自宅へ”一時立ち入り”した浪江町住民に中継基地で話を聞く「ネコが住み着いていた」
陸上自衛隊は2011年7月9日、福島県南相馬市にある馬事公苑内にある放射性物質を洗い流すための「除染所」を公開。同除染所の運営を担当する第102特殊武器防護隊の菱沼和則隊長が「除染所」内部を案内した。また同日、浪江町の住民480人が自宅への「一時立ち入り」を果たした。

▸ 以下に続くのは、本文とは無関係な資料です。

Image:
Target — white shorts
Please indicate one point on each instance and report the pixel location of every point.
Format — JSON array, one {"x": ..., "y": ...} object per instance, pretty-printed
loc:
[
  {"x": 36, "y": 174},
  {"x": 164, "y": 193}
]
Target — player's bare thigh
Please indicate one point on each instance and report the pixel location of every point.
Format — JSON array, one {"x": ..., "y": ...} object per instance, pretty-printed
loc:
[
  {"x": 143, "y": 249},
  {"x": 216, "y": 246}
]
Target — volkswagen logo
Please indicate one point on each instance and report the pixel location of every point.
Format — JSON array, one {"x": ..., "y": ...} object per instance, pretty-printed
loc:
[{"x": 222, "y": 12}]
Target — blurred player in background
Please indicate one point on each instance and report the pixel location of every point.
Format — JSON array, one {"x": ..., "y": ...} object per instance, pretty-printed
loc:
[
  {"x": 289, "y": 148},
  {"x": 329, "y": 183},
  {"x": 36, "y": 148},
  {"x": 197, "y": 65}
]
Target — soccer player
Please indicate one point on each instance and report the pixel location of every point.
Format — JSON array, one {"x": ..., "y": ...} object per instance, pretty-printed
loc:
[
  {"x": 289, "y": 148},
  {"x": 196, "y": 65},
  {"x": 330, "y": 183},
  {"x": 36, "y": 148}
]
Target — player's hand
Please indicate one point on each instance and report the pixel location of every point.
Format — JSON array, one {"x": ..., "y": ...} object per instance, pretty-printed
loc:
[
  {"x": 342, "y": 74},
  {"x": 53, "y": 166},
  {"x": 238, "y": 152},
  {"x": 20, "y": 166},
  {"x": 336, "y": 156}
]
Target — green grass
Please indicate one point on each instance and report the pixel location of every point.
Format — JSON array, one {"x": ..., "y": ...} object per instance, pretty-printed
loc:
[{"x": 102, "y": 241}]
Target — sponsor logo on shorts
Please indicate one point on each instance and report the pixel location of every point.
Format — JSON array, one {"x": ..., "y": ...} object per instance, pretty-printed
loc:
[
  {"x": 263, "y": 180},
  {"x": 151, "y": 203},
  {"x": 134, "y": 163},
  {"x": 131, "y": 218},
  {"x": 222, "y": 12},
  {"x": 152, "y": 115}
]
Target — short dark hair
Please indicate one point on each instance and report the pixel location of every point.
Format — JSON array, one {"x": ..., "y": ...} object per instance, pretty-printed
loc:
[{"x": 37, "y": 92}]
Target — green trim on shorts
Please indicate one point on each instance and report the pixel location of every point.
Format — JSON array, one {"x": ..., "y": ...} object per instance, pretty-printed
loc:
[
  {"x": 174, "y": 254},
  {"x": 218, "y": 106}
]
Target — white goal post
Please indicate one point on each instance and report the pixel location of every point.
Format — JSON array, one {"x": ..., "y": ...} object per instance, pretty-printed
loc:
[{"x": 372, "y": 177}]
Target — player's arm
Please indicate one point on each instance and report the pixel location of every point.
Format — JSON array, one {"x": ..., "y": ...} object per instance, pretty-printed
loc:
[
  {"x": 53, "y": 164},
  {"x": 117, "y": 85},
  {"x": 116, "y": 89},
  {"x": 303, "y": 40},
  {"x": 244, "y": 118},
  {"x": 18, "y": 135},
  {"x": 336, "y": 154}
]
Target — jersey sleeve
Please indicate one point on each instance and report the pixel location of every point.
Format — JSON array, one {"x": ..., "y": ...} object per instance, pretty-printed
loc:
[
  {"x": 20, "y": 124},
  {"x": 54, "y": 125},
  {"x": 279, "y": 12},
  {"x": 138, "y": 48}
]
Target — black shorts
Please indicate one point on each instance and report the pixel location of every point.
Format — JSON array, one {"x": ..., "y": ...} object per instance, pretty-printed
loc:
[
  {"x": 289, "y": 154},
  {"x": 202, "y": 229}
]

警戒区域に指定された地域への一時的な帰宅をする「一時立ち入り」から戻った避難住民は、高い放射線量にさらされる可能性がある。「除染所」は、住民から基準値の10万cpm(1分間に検出される放射線の数)を超える放射線量が検出された場合、使用されることになっている。馬事公苑内には、避難住民が一時立ち入りの際に防護服を装着したり被曝状況を調べるスクリーニング検査を行ったりする中継基地があり、そこに「除染所」が併設されている。
「除染所」の内部には、放射性物質を洗い流すための洗面所やシャワールームが設置されている。菱沼隊長は「馬事公苑内の『除染所』が実際に使われたことはない。他の『除染所』でも今まで除染された人はいない」と語った。なお、陸上自衛隊の報道官によると、放射性物質を洗い流すための水は特別なものではなく、給水車で運ばれた水道水だという。
■「ネコが入り込み家の中で住み着いていた」
同日、実際に避難住民による警戒区域への一時立ち入りが行われた。馬事公苑内にある中継基地からは、浪江町の住民約280世帯480人が警戒区域に向けて出発。住民はわずか2時間ほどだが「久しぶりの我が家」に滞在したのち、中継基地に戻った。
今回が初めての一時立ち入りだという80歳代の男性は、「ようやく保険証を取りに帰ることができた」と話し、「地震で玄関の扉が壊れてしまい、隙間からネコが入り込み家の中で住み着いていた」と語った。また気温が高かった上に、防護服を着用したため、「とても暑かった」「年寄りの体には堪えた」とも語っていた。